Tristan is odd, but not all the time. Sometimes he can behave perfectly normally. He can forge relationships; his sister adores him, and he’s not short of admirers. He does have a troubling friendship with Nathaniel Ravenscroft, his ‘dearest Friend and closest Companion.’ Nathaniel is very good at getting into mischief. He acts impulsively and with impunity. He never gets caught for his misdemeanours. Usually Tristan too lives under his charmed umbrella, but all good things come to an end. A thrashing and ear-bashing change Tristan’s path. He is introduced to education, for which he has some considerable talent. He sets his mind to university, but there is something dark lurking inside Tristan. He is obsessive, teetering on the edge of sanity. Nathaniel’s stories of goblins and faeries and things that go bump in the night lie deep within Tristan’s soul. His first descent into madness will not be his last.

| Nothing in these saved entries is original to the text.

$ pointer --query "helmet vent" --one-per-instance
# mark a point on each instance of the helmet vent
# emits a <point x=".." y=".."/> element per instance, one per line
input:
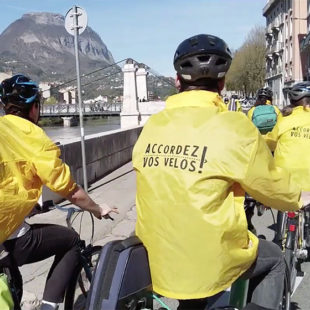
<point x="221" y="61"/>
<point x="204" y="58"/>
<point x="186" y="64"/>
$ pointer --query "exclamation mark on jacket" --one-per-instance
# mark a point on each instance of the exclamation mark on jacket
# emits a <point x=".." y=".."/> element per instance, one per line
<point x="203" y="156"/>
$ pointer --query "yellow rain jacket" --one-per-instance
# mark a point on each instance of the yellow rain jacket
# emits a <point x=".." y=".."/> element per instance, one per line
<point x="194" y="160"/>
<point x="290" y="139"/>
<point x="28" y="159"/>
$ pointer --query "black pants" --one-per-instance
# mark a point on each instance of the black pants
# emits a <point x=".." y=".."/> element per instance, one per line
<point x="267" y="274"/>
<point x="40" y="242"/>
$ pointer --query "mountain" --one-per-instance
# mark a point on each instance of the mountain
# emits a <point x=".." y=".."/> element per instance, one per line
<point x="39" y="45"/>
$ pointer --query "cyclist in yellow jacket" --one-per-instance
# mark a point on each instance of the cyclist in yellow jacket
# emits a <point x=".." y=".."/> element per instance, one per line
<point x="29" y="160"/>
<point x="233" y="105"/>
<point x="194" y="161"/>
<point x="290" y="138"/>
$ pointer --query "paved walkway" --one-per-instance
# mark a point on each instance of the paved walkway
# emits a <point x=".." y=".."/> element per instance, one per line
<point x="118" y="189"/>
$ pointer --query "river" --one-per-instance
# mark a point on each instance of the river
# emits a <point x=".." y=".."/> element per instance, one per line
<point x="65" y="134"/>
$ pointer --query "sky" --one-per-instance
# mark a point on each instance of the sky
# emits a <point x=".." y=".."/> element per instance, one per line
<point x="149" y="31"/>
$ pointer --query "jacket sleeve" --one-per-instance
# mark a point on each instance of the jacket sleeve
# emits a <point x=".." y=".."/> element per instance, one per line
<point x="52" y="171"/>
<point x="267" y="183"/>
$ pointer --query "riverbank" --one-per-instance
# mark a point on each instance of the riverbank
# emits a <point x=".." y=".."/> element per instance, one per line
<point x="91" y="126"/>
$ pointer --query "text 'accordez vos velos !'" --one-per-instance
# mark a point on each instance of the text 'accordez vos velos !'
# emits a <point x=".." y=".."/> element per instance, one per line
<point x="185" y="157"/>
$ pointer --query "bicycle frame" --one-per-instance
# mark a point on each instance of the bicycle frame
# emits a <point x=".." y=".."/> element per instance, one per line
<point x="296" y="233"/>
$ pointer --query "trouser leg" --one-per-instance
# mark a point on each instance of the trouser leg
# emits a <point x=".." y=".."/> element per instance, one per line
<point x="43" y="241"/>
<point x="268" y="273"/>
<point x="279" y="226"/>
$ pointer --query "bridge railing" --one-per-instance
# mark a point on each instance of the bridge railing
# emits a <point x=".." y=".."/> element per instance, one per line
<point x="63" y="108"/>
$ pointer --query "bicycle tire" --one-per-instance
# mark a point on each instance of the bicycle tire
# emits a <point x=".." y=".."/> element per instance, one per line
<point x="291" y="261"/>
<point x="76" y="293"/>
<point x="286" y="298"/>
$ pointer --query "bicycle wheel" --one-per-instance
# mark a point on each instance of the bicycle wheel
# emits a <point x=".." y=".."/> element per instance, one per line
<point x="286" y="298"/>
<point x="291" y="261"/>
<point x="79" y="286"/>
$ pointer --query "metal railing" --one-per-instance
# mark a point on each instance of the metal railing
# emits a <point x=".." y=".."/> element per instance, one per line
<point x="88" y="109"/>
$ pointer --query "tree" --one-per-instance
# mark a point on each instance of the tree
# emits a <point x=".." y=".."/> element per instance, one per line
<point x="247" y="71"/>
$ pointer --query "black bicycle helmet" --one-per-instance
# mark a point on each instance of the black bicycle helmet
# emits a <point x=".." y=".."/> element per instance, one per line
<point x="19" y="90"/>
<point x="202" y="56"/>
<point x="265" y="92"/>
<point x="299" y="91"/>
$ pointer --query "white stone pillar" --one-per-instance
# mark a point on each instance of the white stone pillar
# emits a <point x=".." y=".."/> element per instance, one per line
<point x="141" y="84"/>
<point x="67" y="97"/>
<point x="130" y="113"/>
<point x="67" y="121"/>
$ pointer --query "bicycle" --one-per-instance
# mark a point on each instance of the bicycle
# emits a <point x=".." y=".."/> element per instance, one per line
<point x="123" y="281"/>
<point x="76" y="293"/>
<point x="295" y="234"/>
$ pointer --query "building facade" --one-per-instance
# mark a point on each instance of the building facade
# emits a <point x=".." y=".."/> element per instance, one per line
<point x="286" y="27"/>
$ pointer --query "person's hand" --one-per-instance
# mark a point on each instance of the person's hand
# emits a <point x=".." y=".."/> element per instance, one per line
<point x="104" y="211"/>
<point x="305" y="197"/>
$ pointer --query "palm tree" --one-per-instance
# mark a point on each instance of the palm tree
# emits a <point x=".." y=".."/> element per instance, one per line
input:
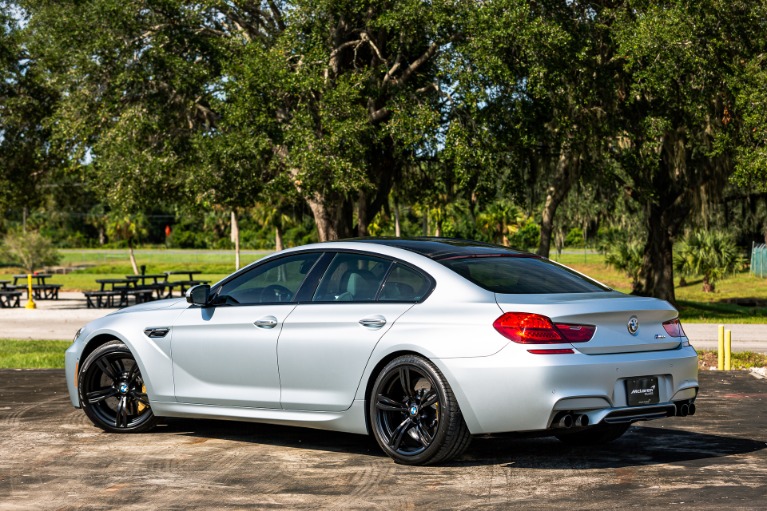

To fulfil his ambition to study further Tristan needs to act appropriately. It’s not easy when he is pursued by vengeful gypsies, and hounding by drumming in his head. He also has a very personal interest in the nature of pain; how blurred are the boundaries between pleasure and pain? Can illness be cured by pain, and is it seemly to be so aroused by the screams of those in agony? Tristan justifies his penchant for inflicting pain by aligning it in his own mind with his scientific research. But, he is torn between his desires and his duties, and tormented by his phantasies. His only hope of salvation is Nathaniel’s cousin Katherine. With her, he might be able to reconcile his fractured self.

There is so much amazing stuff in this book. It’s written in the style of the period, which could come off a bit twee or tiresome, but is actually triumphant. I wanted to climb inside the book and have a look around – as long as I could stay well clear of Tristan. He is scary. His ability to rationalise even his most violent actions is chilling. His sadism is drenched in madness; he is frenzied, uncontrolled. But the lack of understanding of his urges exacerbates this; he is capable of restraint and affection. He cannot be simply dismissed as bad, or sociopathic, I don’t think. Even though I was repulsed by his actions at times, I also felt sympathy for his plight. He is so frightened of the things only he sees and of himself. The devotion he inspires in others, too, gives me a spark of kindness towards him. And I want him to be happy. 

It’s a gory, violent, visceral book – there’s no concession to the squeamish. It’s also gloriously weaves the rational, scientific thoughts of the eighteenth century with the supernatural and superstitious. It wasn’t all enlightenment; there was plenty of shade too, which is captured so well here. It is crazy to think this is a first novel. Jack Wolf is a bloody good writer.

I was very lucky to receive an advance copy of this book, thank you Random House.